Qué comen los parásitos, es la clave para el diseño de nuevos fármacos

Un equipo dirigido por el profesor Malcolm McConville, del Instituto Bio21 de la Universidad de Melbourne, ha desarrollado un nuevo método de análisis que es posible utilizar para detectar muchos parásitos y bacterias infecciosas.
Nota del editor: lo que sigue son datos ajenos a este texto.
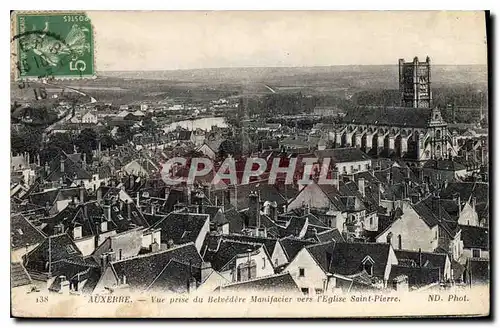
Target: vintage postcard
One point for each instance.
(249, 164)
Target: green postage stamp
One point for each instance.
(53, 45)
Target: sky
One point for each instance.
(162, 40)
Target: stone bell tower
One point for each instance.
(415, 83)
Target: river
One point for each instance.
(204, 123)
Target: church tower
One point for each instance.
(415, 83)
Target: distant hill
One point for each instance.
(363, 77)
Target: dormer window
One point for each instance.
(368, 263)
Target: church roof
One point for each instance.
(391, 116)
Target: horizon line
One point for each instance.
(256, 67)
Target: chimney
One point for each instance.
(129, 210)
(99, 194)
(97, 228)
(361, 186)
(47, 208)
(111, 256)
(155, 247)
(335, 176)
(64, 285)
(131, 181)
(58, 228)
(104, 226)
(77, 232)
(254, 210)
(170, 243)
(273, 211)
(104, 261)
(82, 194)
(205, 271)
(306, 209)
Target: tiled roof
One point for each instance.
(475, 237)
(142, 270)
(175, 277)
(23, 233)
(181, 227)
(292, 246)
(235, 219)
(269, 243)
(342, 155)
(432, 260)
(18, 275)
(444, 165)
(274, 283)
(417, 276)
(227, 252)
(389, 116)
(347, 258)
(61, 247)
(329, 235)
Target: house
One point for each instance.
(436, 171)
(272, 246)
(278, 283)
(155, 271)
(24, 237)
(292, 246)
(129, 243)
(180, 228)
(39, 262)
(419, 259)
(475, 242)
(423, 226)
(210, 148)
(318, 267)
(477, 271)
(346, 160)
(19, 278)
(238, 260)
(474, 202)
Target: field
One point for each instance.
(207, 84)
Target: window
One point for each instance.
(247, 271)
(70, 249)
(368, 265)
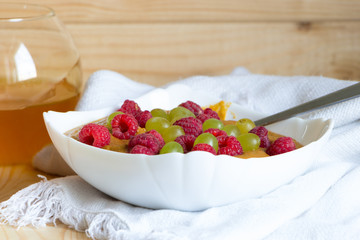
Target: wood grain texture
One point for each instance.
(15, 178)
(161, 53)
(105, 11)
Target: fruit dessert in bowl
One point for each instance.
(176, 149)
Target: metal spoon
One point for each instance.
(341, 95)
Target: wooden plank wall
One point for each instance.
(159, 41)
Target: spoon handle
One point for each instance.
(327, 100)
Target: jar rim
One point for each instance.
(19, 12)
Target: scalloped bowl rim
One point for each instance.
(192, 181)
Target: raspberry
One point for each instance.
(216, 132)
(204, 147)
(95, 135)
(211, 113)
(191, 126)
(221, 140)
(230, 146)
(208, 113)
(130, 107)
(124, 126)
(193, 107)
(147, 140)
(186, 141)
(158, 136)
(139, 149)
(142, 118)
(281, 145)
(262, 132)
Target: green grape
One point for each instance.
(207, 138)
(171, 147)
(245, 125)
(158, 112)
(213, 123)
(111, 117)
(171, 133)
(249, 141)
(178, 113)
(157, 123)
(232, 130)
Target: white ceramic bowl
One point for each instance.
(189, 182)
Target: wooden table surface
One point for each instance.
(14, 178)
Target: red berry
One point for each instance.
(139, 149)
(186, 141)
(158, 136)
(208, 113)
(191, 126)
(124, 126)
(142, 117)
(130, 107)
(95, 135)
(262, 132)
(204, 147)
(216, 132)
(193, 107)
(230, 146)
(281, 145)
(147, 140)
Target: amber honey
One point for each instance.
(22, 129)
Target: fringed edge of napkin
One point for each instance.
(43, 203)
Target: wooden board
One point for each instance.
(161, 53)
(150, 11)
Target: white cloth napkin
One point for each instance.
(322, 204)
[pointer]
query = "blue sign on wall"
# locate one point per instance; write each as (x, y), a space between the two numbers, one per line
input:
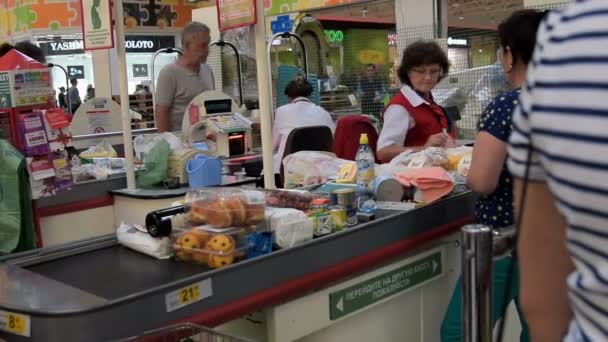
(282, 24)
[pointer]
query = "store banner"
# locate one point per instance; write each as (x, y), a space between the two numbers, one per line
(133, 44)
(235, 13)
(97, 29)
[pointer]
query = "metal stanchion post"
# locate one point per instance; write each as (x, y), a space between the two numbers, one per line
(477, 283)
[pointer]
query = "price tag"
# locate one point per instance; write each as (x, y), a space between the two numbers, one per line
(187, 295)
(405, 206)
(15, 323)
(464, 166)
(417, 163)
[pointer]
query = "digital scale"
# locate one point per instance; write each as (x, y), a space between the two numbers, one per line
(213, 117)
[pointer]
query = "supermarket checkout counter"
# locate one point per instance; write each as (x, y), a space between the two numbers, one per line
(57, 217)
(95, 289)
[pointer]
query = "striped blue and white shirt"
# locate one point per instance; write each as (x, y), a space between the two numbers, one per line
(564, 116)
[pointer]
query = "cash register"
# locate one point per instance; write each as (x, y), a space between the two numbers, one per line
(213, 117)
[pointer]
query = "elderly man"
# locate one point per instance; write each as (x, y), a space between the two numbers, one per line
(178, 83)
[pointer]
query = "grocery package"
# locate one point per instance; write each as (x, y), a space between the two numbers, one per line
(432, 183)
(161, 222)
(365, 177)
(137, 238)
(438, 156)
(101, 150)
(311, 167)
(63, 170)
(57, 126)
(226, 207)
(143, 144)
(347, 173)
(32, 134)
(156, 166)
(49, 174)
(456, 155)
(283, 198)
(292, 227)
(209, 246)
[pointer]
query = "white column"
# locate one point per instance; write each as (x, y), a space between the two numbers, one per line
(124, 94)
(264, 84)
(208, 16)
(102, 73)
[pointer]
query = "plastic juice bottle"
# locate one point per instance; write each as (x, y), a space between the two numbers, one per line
(365, 176)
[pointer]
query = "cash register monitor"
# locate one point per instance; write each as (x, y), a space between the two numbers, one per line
(222, 106)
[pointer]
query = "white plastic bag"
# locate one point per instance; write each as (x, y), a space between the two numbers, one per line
(291, 226)
(142, 144)
(311, 167)
(137, 238)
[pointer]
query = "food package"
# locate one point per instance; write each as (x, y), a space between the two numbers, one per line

La técnica ha revelado que las vías metabólicas son esenciales para la supervivencia del parásito, hasta llegar a unos átomos en particular que utilizan como fuente de alimento.
"Esto es un avance muy significativo en este campo, porque cuanto más sapamos acerca de estos agentes peligrosos patógenos y de cómo viven, mejor podremos luchar contra ellos con nuevos fármacos eficaces," indicaba el Profesor McConville.

"Los actuales medicamentos antiparasitarios tienen enormes efectos secundarios, ya que no se dirigen a las vías metabólicas específicas de los patógenos. Ahora tenemos una mayor comprensión de la Leishmania y podemos desarrollar fármacos específicos con efectos secundarios mínimos."

El equipo estudió el metabolismo de este parásito mediante el etiquetado de los átomos de carbono de su fuente de alimento (la glucosa o azúcar), y con equipos de última generación, como la resonancia magnética nuclear (RMN), se pudo seguir la utilización de dichos átomos en el metabolismo del parásito. Los resultados revelan qué rutas metabólicas son esenciales para la supervivencia de la Leishmania, y por tanto, desarrollar los fármacos adecuados para bloquear y eliminar el parásito.

El parásito Leishmania fue utilizado para desarrollar una técnica de su complejo ciclo de vida, pero su capacidad para infectar a muchos animales hace que el tratamiento sea muy difícil y limita la eficacia de una vacuna.

La Leishmania causa una serie de infecciones en los humanos, desde enfermedades de la piel a las infecciones de órganos, que pueden ser fatales. El parásito vive dentro de pequeños mosquitos que pican a un animal o humano para obtener su sangre, la cual necesitan para producir sus huevos, y en este acto transmiten ea parásito Leishmania.

Este nuevo estudio se publica en el último número de la revista internacional Journal of Biological Chemistry.